1. This Agreement sets out the store terms and conditions on which ELASTIC DESIGN (ELASTIC DESIGN or us/we/our) provides Products to you (Buyer or you/your) in relation to the Products referred to in the terms and conditions.
2. It is the Buyer’s responsibility to read and understand these terms and conditions.
3. In this document, these terms have the following meanings:
i. Agreement means the terms and conditions set out in this document including any Products provided by us to the Buyer.
ii. Business Day means a day other than a Saturday, Sunday, bank holiday or public holiday on which registered banks are closed for business in the State of Victoria, Australia.
iii. Buyer Contact means the method of contact as specified in the relevant Product.
iv. GST means the goods and Products tax chargeable under the A New Tax System (Goods and Products Tax) Act 1999 (Cth).
v. Intellectual Property means all rights to, and any interest in, any copyright, design, trade mark, trade name, confidential information, trade secrets and technical information as may exist anywhere in the world at any time (whether capable of protection by registration or not), including all applications for any such rights.
6. When the Buyer purchases the Product, the Buyer acknowledges and agrees that these terms and conditions will apply.
7. In providing the Products, ELASTIC DESIGN will ensure that the Products are provided with reasonable skill, care and diligence and to the standards reasonably expected of design Products of a similar nature.
8. All Intellectual Property in Works and other materials created by ELASTIC DESIGN in the course of this Agreement or providing Products will vest absolutely and automatically on creation, and remain thereafter, in ELASTIC DESIGN.
9. Under no circumstances, and howsoever arising, will ELASTIC DESIGN be liable to the Buyer for any special, indirect, consequential or punitive damages, including, but not limited to, loss of profits, loss of business opportunities, or loss of goodwill, even if advised of the possibility of such damages.
10. To the fullest extent permitted by law, and notwithstanding any other provision of this Agreement, the aggregate liability of ELASTIC DESIGN under or in connection with this Agreement, howsoever arising (including by reason of tort, negligence, breach of contract or otherwise), shall not exceed the sum of all Fees paid to ELASTIC DESIGN in respect of the relevant Products giving rise to the liability.

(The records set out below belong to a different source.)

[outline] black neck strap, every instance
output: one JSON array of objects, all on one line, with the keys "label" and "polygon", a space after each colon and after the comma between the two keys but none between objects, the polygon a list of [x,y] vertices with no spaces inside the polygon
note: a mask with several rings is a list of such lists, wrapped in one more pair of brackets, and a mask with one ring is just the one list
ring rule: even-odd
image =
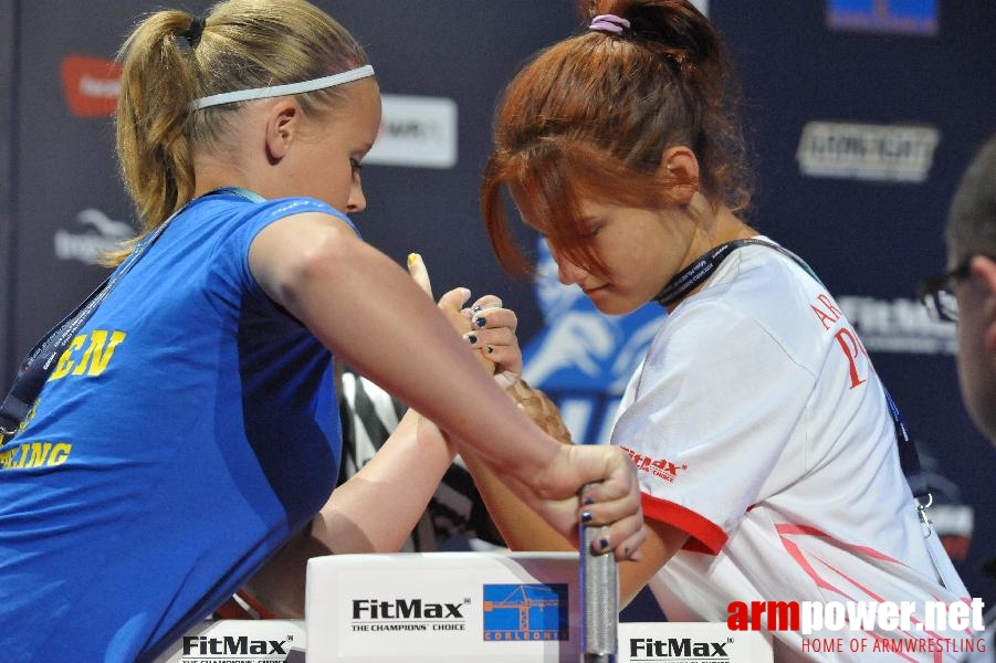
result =
[{"label": "black neck strap", "polygon": [[810,276],[816,278],[817,282],[819,282],[819,278],[817,278],[812,270],[809,269],[809,265],[803,262],[803,260],[791,251],[784,249],[778,244],[775,244],[774,242],[768,242],[758,238],[746,238],[743,240],[733,240],[732,242],[725,242],[723,244],[720,244],[719,246],[710,249],[709,251],[696,257],[694,261],[692,261],[692,264],[675,274],[671,278],[671,281],[668,282],[668,285],[661,288],[661,292],[659,292],[651,301],[657,302],[664,307],[680,302],[681,299],[686,297],[693,290],[705,283],[705,281],[709,280],[710,276],[712,276],[713,272],[716,271],[716,267],[719,267],[720,264],[724,260],[726,260],[726,257],[731,253],[733,253],[741,246],[746,246],[748,244],[766,246],[787,255],[799,266],[806,270],[806,272]]}]

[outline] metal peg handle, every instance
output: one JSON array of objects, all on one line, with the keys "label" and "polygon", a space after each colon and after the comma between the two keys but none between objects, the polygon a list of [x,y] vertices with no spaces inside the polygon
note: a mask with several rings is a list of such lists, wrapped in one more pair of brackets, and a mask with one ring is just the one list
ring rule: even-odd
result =
[{"label": "metal peg handle", "polygon": [[616,557],[591,548],[605,527],[581,525],[580,529],[581,663],[615,663],[619,624]]}]

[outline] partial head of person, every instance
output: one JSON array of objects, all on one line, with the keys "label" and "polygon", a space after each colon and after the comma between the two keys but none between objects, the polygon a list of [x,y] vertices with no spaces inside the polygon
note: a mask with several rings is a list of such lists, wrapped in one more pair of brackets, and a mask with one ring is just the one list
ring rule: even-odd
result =
[{"label": "partial head of person", "polygon": [[117,154],[140,236],[221,186],[345,213],[366,206],[359,159],[380,95],[363,48],[318,8],[226,0],[202,17],[158,11],[118,57]]},{"label": "partial head of person", "polygon": [[596,0],[583,12],[579,34],[509,84],[481,202],[509,272],[531,265],[506,193],[546,238],[560,281],[622,314],[701,253],[753,234],[738,218],[752,176],[736,77],[709,19],[686,0]]},{"label": "partial head of person", "polygon": [[935,318],[957,323],[965,408],[996,444],[996,135],[962,176],[945,240],[948,269],[926,280],[921,296]]}]

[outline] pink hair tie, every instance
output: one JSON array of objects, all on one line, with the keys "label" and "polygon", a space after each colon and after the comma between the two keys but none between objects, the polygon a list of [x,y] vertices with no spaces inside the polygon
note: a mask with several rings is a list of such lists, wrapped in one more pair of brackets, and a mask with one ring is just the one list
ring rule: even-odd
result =
[{"label": "pink hair tie", "polygon": [[588,30],[598,32],[611,32],[612,34],[622,34],[623,30],[629,29],[629,21],[620,19],[616,14],[598,14],[591,19]]}]

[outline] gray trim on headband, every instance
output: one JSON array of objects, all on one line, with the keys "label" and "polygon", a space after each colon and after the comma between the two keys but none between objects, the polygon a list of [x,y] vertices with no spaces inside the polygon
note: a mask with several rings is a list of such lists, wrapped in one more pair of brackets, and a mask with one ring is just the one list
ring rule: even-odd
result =
[{"label": "gray trim on headband", "polygon": [[250,102],[253,99],[264,99],[275,96],[285,96],[289,94],[301,94],[302,92],[314,92],[324,90],[344,83],[352,83],[360,78],[367,78],[374,75],[374,67],[369,64],[364,66],[333,74],[332,76],[323,76],[321,78],[312,78],[311,81],[302,81],[301,83],[287,83],[286,85],[273,85],[272,87],[253,87],[251,90],[237,90],[234,92],[222,92],[206,97],[193,99],[187,105],[187,110],[195,112],[210,106],[220,106],[221,104],[234,104],[235,102]]}]

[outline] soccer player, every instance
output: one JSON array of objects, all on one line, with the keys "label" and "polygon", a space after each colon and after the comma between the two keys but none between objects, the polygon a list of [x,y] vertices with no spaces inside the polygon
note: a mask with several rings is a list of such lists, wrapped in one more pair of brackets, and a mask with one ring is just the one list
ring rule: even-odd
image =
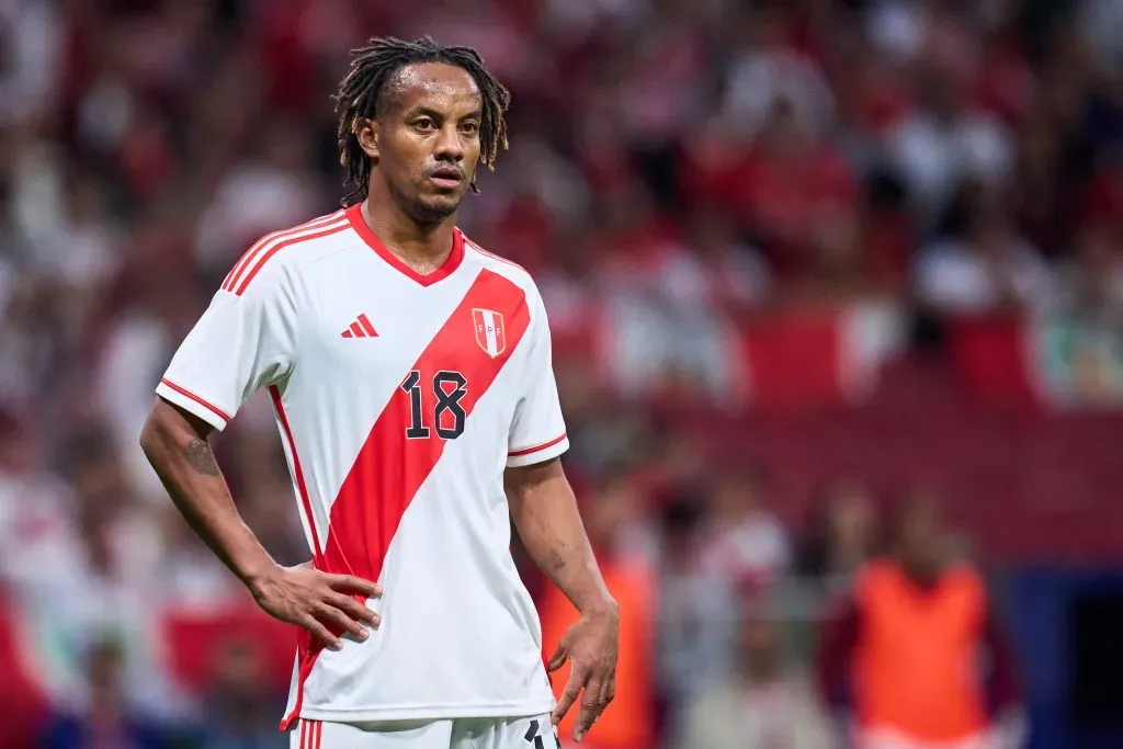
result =
[{"label": "soccer player", "polygon": [[[375,38],[337,92],[349,208],[262,238],[176,351],[140,441],[179,510],[271,615],[304,628],[293,749],[542,749],[615,689],[617,604],[559,463],[541,298],[457,208],[505,147],[475,51]],[[263,124],[268,127],[268,122]],[[283,568],[208,445],[273,401],[312,560]],[[510,520],[581,612],[547,665]]]}]

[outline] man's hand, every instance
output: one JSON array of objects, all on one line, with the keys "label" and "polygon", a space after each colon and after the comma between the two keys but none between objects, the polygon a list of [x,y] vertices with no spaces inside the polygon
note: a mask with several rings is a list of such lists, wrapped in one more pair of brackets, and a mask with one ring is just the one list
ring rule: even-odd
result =
[{"label": "man's hand", "polygon": [[[377,627],[382,618],[356,600],[382,595],[382,588],[371,581],[350,575],[329,575],[305,561],[295,567],[276,569],[249,586],[265,613],[290,624],[309,630],[329,648],[338,650],[343,640],[335,632],[350,632],[360,640],[367,638],[363,624]],[[332,631],[334,630],[334,631]]]},{"label": "man's hand", "polygon": [[583,615],[558,642],[547,669],[553,674],[569,660],[572,670],[562,698],[554,709],[557,725],[581,696],[581,713],[573,730],[574,741],[585,733],[617,694],[617,650],[620,640],[620,612]]}]

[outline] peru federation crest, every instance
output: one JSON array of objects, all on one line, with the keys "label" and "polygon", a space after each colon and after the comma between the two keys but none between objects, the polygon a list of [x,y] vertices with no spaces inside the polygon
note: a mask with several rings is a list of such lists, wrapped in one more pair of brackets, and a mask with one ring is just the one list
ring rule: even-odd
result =
[{"label": "peru federation crest", "polygon": [[501,313],[495,310],[473,308],[472,322],[476,329],[476,342],[487,356],[495,358],[506,350],[506,334]]}]

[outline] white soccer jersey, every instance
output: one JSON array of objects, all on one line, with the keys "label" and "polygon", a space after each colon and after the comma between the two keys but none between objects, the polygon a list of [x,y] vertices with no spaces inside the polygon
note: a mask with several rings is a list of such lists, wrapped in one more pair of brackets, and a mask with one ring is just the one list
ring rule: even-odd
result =
[{"label": "white soccer jersey", "polygon": [[503,469],[568,447],[530,276],[454,232],[421,276],[358,205],[268,235],[157,393],[222,429],[266,387],[319,569],[382,584],[339,651],[301,631],[282,728],[549,712]]}]

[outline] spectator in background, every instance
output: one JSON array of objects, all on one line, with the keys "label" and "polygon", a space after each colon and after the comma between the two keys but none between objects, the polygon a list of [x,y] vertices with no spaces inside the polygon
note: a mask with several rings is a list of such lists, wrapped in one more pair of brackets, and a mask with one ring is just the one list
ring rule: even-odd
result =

11. The Buyer agrees to co-operate with us (at its own expense) in the handling of disputes, complaints, investigations or litigation that arise as a result of your use of our Products including but not limited to disputes, complaints, investigations or litigation that arises out of or relates to incorrect information we have given you or you have given ELASTIC DESIGN, respectively.
12. The Buyer must obtain ELASTIC DESIGN’s consent in writing to assign, license or sub-contract its rights and obligations under this Agreement.
13. Any modification to or variation of this Agreement, including the Product, must be in writing.
14. If any provision of this Agreement is held to be invalid, illegal or unenforceable, it will be severed and the remainder of the Agreement will remain in full force and effect.
15. This Agreement shall be construed in accordance with and governed by the laws in force in the State of Victoria, Australia and each party irrevocably submits to the exclusive jurisdiction of the courts of Victoria, Australia.